Friday, October 23, 2015

Reconsidering the Tax Treaty: Brooklyn Law Symposium

I'm very pleased to participate in Brooklyn Law School's annual international tax symposium today. This year's theme is Reconsidering the Tax Treaty: a timely topic given the OECD's release of the BEPS Reports, especially Action 6, and the US Treasury's release of proposed new Model Provisions.

My working paper looks at these developments, with a specific focus on the proposed "special tax regimes" and "subsequent changes in law" switch off clauses--in effect, two built-in mini-override provisions. Mine is truly a work in progress and not ready for distribution yet but here is the basic framework:

Seeing STRs: A New Vision for Tax Treaties?

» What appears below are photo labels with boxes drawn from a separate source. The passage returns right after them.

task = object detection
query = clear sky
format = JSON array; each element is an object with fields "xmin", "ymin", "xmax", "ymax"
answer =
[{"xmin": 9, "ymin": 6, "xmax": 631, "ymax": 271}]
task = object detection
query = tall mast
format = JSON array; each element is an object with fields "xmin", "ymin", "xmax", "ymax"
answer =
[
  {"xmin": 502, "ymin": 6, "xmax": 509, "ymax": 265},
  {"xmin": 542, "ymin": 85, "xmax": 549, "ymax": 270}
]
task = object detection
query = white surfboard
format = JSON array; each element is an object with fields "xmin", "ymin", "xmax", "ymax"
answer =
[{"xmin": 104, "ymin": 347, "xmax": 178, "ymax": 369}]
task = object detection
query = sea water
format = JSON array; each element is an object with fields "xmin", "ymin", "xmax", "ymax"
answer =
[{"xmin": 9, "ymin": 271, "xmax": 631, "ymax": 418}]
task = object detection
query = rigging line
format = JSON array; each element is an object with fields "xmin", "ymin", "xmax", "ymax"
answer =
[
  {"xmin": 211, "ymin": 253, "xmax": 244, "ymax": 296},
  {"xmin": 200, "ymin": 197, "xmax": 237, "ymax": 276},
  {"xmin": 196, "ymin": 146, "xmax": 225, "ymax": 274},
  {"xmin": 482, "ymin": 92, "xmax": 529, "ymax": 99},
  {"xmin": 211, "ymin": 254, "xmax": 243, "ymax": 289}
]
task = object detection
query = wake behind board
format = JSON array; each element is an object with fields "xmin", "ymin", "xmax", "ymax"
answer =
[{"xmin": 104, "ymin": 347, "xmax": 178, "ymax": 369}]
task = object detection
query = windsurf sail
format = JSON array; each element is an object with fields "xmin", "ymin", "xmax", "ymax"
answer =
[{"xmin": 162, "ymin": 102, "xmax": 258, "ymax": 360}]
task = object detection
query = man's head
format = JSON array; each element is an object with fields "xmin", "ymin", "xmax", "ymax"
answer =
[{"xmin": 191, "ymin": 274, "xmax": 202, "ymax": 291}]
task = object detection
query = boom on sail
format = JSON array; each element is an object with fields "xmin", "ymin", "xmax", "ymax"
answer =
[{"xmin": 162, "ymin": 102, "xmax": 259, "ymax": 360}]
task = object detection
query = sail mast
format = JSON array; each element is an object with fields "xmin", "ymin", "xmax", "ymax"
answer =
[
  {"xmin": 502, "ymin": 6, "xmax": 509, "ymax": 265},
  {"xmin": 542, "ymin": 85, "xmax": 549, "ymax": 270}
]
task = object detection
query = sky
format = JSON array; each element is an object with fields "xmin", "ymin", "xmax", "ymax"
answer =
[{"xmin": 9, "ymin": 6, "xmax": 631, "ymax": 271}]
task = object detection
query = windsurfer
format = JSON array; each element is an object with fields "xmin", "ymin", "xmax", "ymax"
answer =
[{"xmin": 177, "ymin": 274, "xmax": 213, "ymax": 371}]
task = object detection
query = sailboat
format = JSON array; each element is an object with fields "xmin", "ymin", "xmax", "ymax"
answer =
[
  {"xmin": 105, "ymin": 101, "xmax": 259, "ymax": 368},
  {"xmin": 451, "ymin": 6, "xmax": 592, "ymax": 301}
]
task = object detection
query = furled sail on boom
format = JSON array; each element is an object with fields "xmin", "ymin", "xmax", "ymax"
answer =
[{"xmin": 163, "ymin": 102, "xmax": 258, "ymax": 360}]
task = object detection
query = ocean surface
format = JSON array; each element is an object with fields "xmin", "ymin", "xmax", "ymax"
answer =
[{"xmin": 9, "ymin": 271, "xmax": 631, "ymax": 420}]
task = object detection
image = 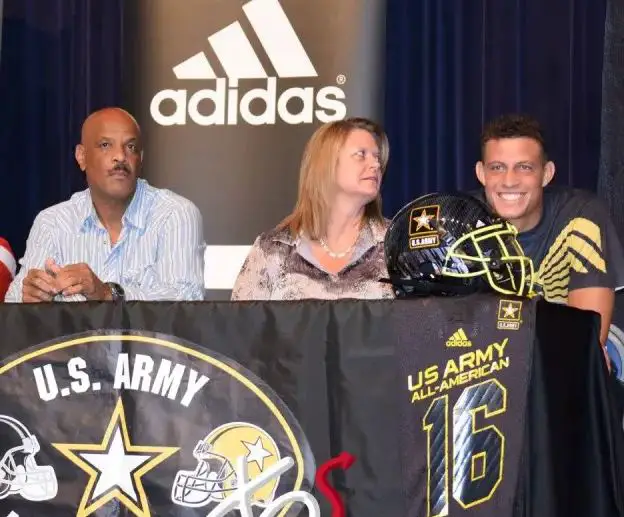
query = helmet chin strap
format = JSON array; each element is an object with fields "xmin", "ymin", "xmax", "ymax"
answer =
[{"xmin": 380, "ymin": 275, "xmax": 485, "ymax": 298}]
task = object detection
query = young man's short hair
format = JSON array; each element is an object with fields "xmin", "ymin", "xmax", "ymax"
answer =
[{"xmin": 481, "ymin": 113, "xmax": 548, "ymax": 163}]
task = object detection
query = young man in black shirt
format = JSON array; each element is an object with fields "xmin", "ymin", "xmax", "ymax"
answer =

The new US Model treaty contains several new provisions designed to address treaty abuses, in line with the ongoing OECD initiative to counter base erosion and profit shifting (BEPS). Among these are two dealing with foreign law. The first denies treaty withholding rates on interest, royalties, and other income to taxpayers eligible for “special tax regimes” (STRs) in the treaty partner country. The second completely switches off the treaty withholding rates for all recipients of passive income items in prescribed situations where the partner country reduces its tax rate below 15%. The STR provision is limited in scope to taxpayers who receive special deals, but the subsequent law provision partially terminates the treaty as to every taxpayer (ostensibly in both countries) even if they do not benefit from the targeted regime. Both provisions seem designed to enact a new central purpose for tax treaties, namely, as peer-monitoring devices to create a world in which cross border capital flows are subject to at least a single level of tax, at a minimum tax rate. This article examines the international precedents for the new provisions and their implications for international tax relations going forward. It concludes with a discussion about the role tax treaties can and should play in curtailing tax competition among nations.
As always I welcome comments; will post a draft when ready.

1 comment:

  1. A couple of thoughts on this:

    Many existing US Treaty partners not just Ireland, Switzerland, the Netherlands but also the UK and Canada come very close to "violating" these provisions if not already violating them. So my question is what is the US going to do about(short of the unlikely step of unilateral denunciation). Are we going to have even more of a "two tier" US Treaty system where "new" developing world treaty partners must comply while the Ireland's and Canada's do not. Notably I don't see any "carrot" to convince any existing treaty partner to sign on maybe other than very tax conscious France and Germany on reasons of "principle."